Clare I love you too and yes rocking husbands make all the difference in the world. Think about Jon Gosselin, what a douche.

Happy Anniv. to you too Mami! I love Oct. weddings!

Hey I lost a follower do you think it was the LSD comment?

Fantastic Forrest said...

That is cause for great celebration indeed! So sorry you have experienced all these dreadful side effects.

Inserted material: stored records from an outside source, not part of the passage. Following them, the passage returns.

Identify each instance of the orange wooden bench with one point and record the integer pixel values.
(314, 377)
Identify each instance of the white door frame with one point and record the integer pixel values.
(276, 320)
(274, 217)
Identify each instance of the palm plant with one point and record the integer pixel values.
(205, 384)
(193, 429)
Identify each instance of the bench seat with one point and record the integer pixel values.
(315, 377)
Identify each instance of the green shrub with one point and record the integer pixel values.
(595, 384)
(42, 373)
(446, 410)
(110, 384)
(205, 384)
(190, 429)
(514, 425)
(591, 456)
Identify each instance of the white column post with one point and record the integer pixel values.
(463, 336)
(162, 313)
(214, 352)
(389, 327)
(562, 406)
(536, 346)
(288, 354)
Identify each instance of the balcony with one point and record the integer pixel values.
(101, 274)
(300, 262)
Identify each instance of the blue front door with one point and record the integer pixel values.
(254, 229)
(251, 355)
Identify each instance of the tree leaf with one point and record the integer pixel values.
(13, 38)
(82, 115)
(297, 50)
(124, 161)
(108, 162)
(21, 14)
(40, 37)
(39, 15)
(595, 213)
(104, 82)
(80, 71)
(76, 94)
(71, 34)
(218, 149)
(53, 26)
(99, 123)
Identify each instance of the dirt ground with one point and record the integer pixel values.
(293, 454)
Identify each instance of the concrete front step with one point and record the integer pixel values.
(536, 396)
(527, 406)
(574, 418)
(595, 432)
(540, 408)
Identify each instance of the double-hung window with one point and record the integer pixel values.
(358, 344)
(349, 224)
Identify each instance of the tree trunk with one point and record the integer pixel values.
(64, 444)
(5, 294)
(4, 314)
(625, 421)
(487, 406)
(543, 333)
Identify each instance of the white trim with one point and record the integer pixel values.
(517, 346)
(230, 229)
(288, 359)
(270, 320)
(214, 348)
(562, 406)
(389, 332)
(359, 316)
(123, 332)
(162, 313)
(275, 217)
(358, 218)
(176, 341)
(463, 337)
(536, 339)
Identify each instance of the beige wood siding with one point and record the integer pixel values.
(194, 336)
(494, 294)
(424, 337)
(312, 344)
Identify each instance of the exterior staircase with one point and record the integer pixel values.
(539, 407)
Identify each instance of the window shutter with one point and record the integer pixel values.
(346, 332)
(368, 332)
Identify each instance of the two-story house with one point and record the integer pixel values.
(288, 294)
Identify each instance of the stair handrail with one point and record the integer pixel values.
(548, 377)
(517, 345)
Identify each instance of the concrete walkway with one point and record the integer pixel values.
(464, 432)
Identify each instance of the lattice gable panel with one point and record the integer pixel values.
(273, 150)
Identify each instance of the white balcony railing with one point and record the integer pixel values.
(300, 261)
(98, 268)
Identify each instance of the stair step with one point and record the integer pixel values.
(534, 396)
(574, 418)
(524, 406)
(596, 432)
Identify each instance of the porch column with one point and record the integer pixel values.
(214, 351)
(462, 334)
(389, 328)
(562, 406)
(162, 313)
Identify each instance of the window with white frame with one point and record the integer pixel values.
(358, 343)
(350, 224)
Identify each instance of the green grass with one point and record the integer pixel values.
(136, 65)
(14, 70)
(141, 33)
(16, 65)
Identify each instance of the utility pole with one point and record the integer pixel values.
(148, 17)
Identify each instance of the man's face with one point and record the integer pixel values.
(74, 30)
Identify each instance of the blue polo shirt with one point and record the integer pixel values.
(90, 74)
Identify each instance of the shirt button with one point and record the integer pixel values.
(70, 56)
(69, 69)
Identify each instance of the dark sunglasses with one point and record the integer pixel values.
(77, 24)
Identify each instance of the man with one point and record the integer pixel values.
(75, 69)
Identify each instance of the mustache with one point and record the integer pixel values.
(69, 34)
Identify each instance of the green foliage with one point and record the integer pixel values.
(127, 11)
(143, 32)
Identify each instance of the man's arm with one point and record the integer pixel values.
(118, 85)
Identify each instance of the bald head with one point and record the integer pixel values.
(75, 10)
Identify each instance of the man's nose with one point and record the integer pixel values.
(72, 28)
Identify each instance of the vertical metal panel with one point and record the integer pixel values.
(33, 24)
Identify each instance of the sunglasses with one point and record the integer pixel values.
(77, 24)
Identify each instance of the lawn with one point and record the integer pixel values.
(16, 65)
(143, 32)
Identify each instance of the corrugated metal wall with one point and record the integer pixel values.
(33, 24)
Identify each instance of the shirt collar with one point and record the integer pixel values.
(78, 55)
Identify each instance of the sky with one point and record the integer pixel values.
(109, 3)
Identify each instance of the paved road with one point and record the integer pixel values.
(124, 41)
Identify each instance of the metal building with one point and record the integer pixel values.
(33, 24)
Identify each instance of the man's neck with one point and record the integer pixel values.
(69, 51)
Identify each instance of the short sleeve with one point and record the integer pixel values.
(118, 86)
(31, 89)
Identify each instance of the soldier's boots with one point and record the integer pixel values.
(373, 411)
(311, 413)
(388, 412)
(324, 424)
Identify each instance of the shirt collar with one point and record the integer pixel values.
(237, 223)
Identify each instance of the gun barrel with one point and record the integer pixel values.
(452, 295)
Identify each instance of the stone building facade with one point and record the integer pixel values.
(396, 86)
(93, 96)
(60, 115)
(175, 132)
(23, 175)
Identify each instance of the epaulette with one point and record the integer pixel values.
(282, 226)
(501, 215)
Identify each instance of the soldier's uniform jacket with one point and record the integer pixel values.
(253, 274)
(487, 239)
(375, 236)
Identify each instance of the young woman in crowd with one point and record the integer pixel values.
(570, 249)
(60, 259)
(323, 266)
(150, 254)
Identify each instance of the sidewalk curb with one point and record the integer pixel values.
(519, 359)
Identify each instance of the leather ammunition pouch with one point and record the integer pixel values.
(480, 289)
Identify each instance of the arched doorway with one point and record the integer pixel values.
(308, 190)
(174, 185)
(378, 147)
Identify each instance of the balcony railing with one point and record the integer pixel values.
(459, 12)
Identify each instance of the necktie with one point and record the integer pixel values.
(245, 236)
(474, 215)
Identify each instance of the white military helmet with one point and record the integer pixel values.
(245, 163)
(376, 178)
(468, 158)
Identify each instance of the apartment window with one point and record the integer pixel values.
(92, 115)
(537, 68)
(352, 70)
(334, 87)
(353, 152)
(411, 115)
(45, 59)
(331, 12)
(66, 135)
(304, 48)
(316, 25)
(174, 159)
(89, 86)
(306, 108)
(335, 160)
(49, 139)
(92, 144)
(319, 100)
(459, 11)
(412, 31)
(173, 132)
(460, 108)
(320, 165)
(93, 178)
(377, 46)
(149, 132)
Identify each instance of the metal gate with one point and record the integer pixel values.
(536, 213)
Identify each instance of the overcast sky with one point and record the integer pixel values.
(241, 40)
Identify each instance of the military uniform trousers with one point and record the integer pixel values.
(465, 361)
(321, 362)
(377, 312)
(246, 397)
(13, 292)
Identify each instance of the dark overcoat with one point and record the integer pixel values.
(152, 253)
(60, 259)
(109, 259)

Hope your ash baths (that sounds kind of dirty) and massages and dinner were splendid.

Charlotte said...

I opted for Lavendar at the last minute and made the right decision! Thanks for the kind words!

denverdoc said...

One of my friends who is also my patient and most importantly is an artist, drew this picture of herself on prednisone:
http://femailhealthnews.blogspot.com/2009/09/can-prednisone-make-me-feel-crazy.html

Nice blog.

Charlotte said...

That picture is totall it. I realized I was holding my breath while looking at it. Ugh! But I am down to 20mg this wk, 10mg next and then 0! I can't wait!!

Thanks for checking me out I will chick out your blog too. My hubs is a PCP as well.

Sri said...

Hi,
I found your blog when I googled for prednisone. I do not know for what treatment you are on prednisone. I thought I would share my experience with my prednisone. I took it for almost an year to treat ulcerative colitis and I developed cataracts when I was just on 2.5 mg. Please make sure that you are off of it as soon as you can.